There’s the potential for less injury should you choose to run instead of slide head first but then again, you can get hurt in baseball in so many fluke circumstances anyway.

Sports Science wants to put the debate to rest and set up an experiment to hopefully close the case on this age-old argument.

They started off by constructing a base area complete with the same dirt used at Yankee and Dodger Stadium while having a college baseball player run as fast as 18mph into the base to test each theory.

Velocity, deceleration and kinetic forces were all factors in the experiment. I won’t spoil the results so watch on to see the results.

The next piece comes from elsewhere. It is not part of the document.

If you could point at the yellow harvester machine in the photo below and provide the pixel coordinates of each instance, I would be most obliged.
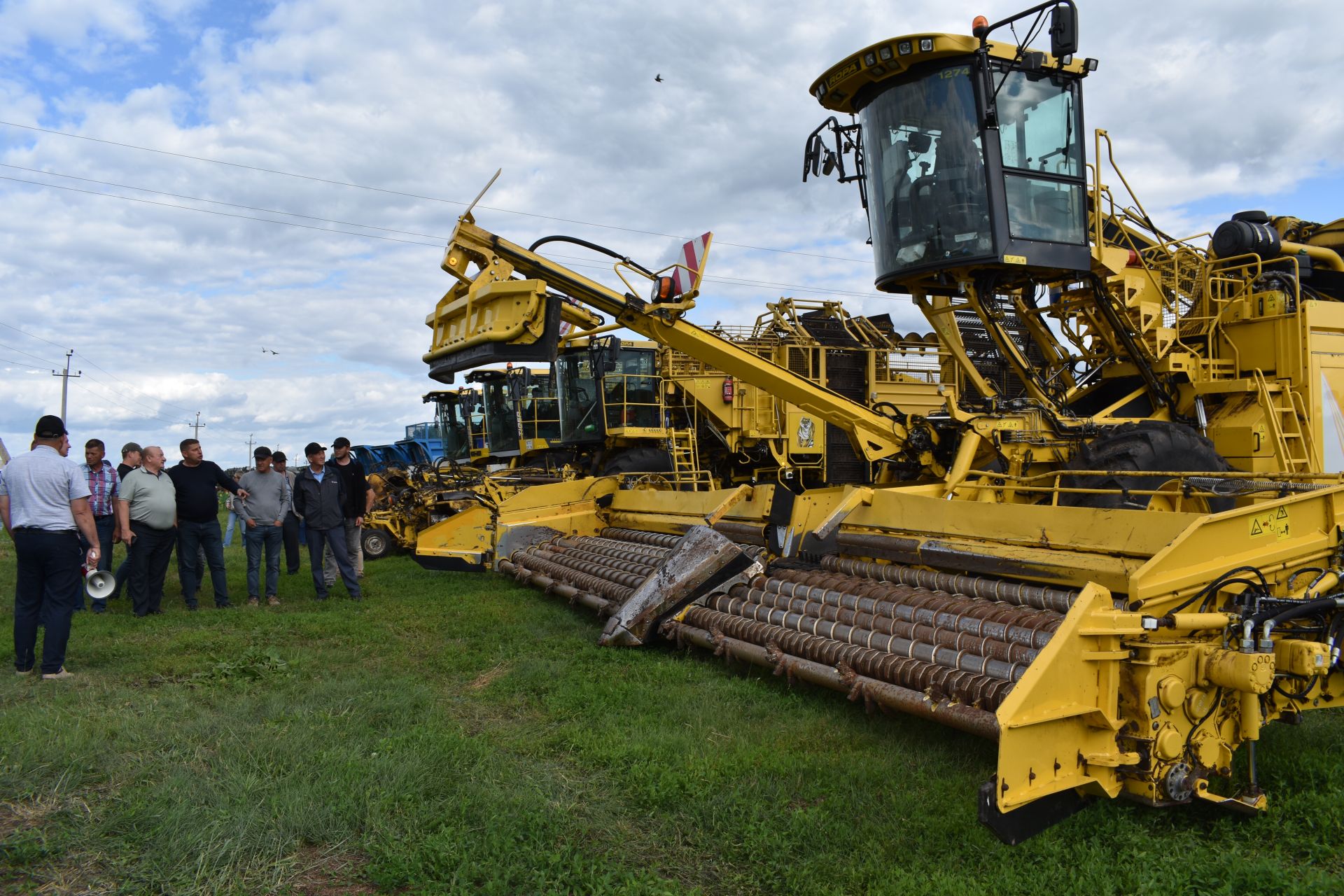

The video really tells the complete story of how your game plan should take effect should you need to make this decision on first base. The ten-millisecond difference in time may not seem like much but in a game of inches, that same 10 milliseconds of time equals to 3 inches, or the size of a baseball.

Besides the fact this Sports Science experiment bodes well for those running to first base or home plate, the argument dramatically changes when you consider second and third base. Should the same principals be used?

Of course not, but perhaps the next step for Sports Science is to fully test this theory by testing sliding head first vs feet first to 2nd and 3rd and the success rate of each. Perhaps then players can have a scientific answer and strategy as to which action to perform at which base.

Gotta love the physics of baseball and always wanting to be a better, whether by a millisecond or a millimeter.